Music: Wolfgang Amadeus Mozart
Libretto: Lorenzo de Ponte
Director: Alessandro Talevi
Conductor: Anthony Kraus
Reviewer: Sally Cinnamon
When Don Giovanni premiered over 200 years ago in the Bohemian city of Prague, it was a smash hit. The Czechs were a bawdy lot, unlike in Mozart’s adopted city, Vienna, where his recent opera The Marriage of Figaro was coolly received by polite society.
Don Giovanni is at some odds with opera per se. The authors (the libretto by theatre poet Lorenzo de Ponte) purposefully mix and match the styles of music and of story, throwing traditional form to the wind. It’s a basic plot but which leaves a lot open to interpretation.
Director, Alessandro Talevi has picked up this gauntlet and with some degree of confidence has straddled time and space, genres and styles to create a rather mesmeric but sometimes bewildering cacophony. There are cheeky nods to new dance crazes fused with rock and roll, there’s a Punch and Judy style puppet show and even some fairly raunchy sex scenes.
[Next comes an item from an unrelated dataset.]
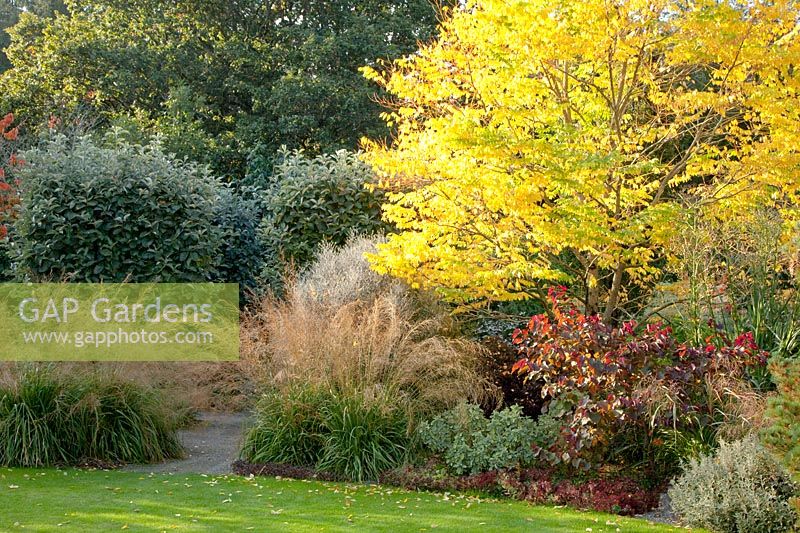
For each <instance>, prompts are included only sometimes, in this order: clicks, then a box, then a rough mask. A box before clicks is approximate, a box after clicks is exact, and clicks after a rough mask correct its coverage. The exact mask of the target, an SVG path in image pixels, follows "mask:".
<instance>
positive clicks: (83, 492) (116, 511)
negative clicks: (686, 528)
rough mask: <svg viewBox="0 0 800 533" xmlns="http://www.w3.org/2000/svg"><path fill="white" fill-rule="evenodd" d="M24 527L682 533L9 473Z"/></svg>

With beautiful, almost faultless design by Madeleine Boyd, the staging is set in a shabby and faded music hall, giving rise to the notion that we are about to see an time-old story, a moral tale for modern times. This is all fine and dandy but the confusion sets in when the cast of characters emerge dressed in costumes through the annals of time.
Don Giovanni and Leporello (William Dazeley and Alastair Miles) are a music-hall double act from the turn of the century, perhaps a little later. Anna and Ottavio (Meeta Raval and Christopher Turner) are done out in Victorian mourning respectability, Zerlina and Masetto (Claire Wild and Oliver Dunn) are 50’s hipsters and Elvira (Elizabeth Atherton) – is sometimes in bridal white, sometimes in Madonna’s 80’s garb.
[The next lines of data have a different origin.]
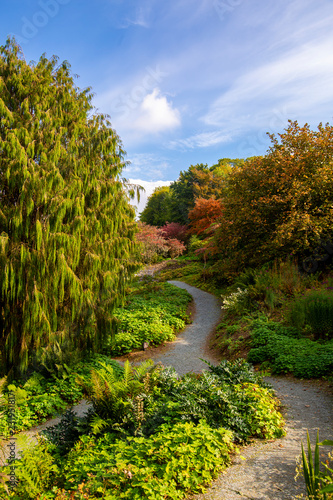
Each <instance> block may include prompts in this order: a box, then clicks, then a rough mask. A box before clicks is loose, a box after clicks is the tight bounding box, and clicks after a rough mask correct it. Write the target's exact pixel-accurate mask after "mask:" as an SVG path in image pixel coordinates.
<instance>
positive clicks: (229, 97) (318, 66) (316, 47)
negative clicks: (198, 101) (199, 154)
mask: <svg viewBox="0 0 333 500" xmlns="http://www.w3.org/2000/svg"><path fill="white" fill-rule="evenodd" d="M332 103H333V36H332V35H331V36H330V37H329V38H327V39H326V40H324V41H322V42H316V43H312V44H311V43H307V44H304V45H302V46H301V47H300V48H298V49H294V50H291V51H290V52H289V53H286V54H284V55H280V57H277V58H276V59H275V60H274V61H272V62H270V63H266V64H263V65H261V66H259V67H257V68H256V69H253V70H252V71H249V72H247V73H245V74H244V75H242V76H241V77H239V78H238V79H237V80H236V81H235V82H234V84H233V85H231V87H230V88H229V90H227V91H226V92H225V93H224V94H222V95H221V96H220V97H219V98H218V99H217V100H216V101H215V102H214V103H213V104H212V105H211V107H210V110H209V112H208V113H207V114H206V115H205V117H204V119H203V120H204V122H205V123H206V124H207V125H210V126H212V125H214V126H220V127H222V130H223V131H226V130H229V131H232V132H234V133H235V132H236V133H237V132H240V131H242V130H245V129H250V130H251V129H252V128H253V127H260V126H263V125H265V124H267V123H268V122H269V121H270V119H271V116H272V108H274V109H288V111H289V113H290V115H291V116H290V118H292V116H296V117H300V118H301V117H303V116H304V117H307V120H306V121H310V119H312V118H313V119H316V117H317V116H320V115H321V113H322V112H323V111H327V108H328V107H331V106H332ZM325 115H326V113H325Z"/></svg>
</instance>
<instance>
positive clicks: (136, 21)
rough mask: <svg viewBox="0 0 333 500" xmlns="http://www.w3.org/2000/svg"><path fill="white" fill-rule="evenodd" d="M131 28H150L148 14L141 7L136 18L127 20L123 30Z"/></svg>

I’m all for ambition, and for the new but when style barges its way past simple storytelling, upstaging it and, often, losing it, it starts to grate and no amount of pretty costume and well-considered lighting will affect that. The most powerful moments come when Talevi allows the singers to simply tell the story. The trio, ‘Proteggra il giusto cielo’ – ‘May the just heavens protect us’ is a fine example of such moments and we are reminded of the clarity and power of the music in these all too brief hiatus’.
Talevi is an excited director with no shortage of ideas and this production – with is bitchy, brash, brazen lust for life – would almost certainly have had Mozart squealing with delight.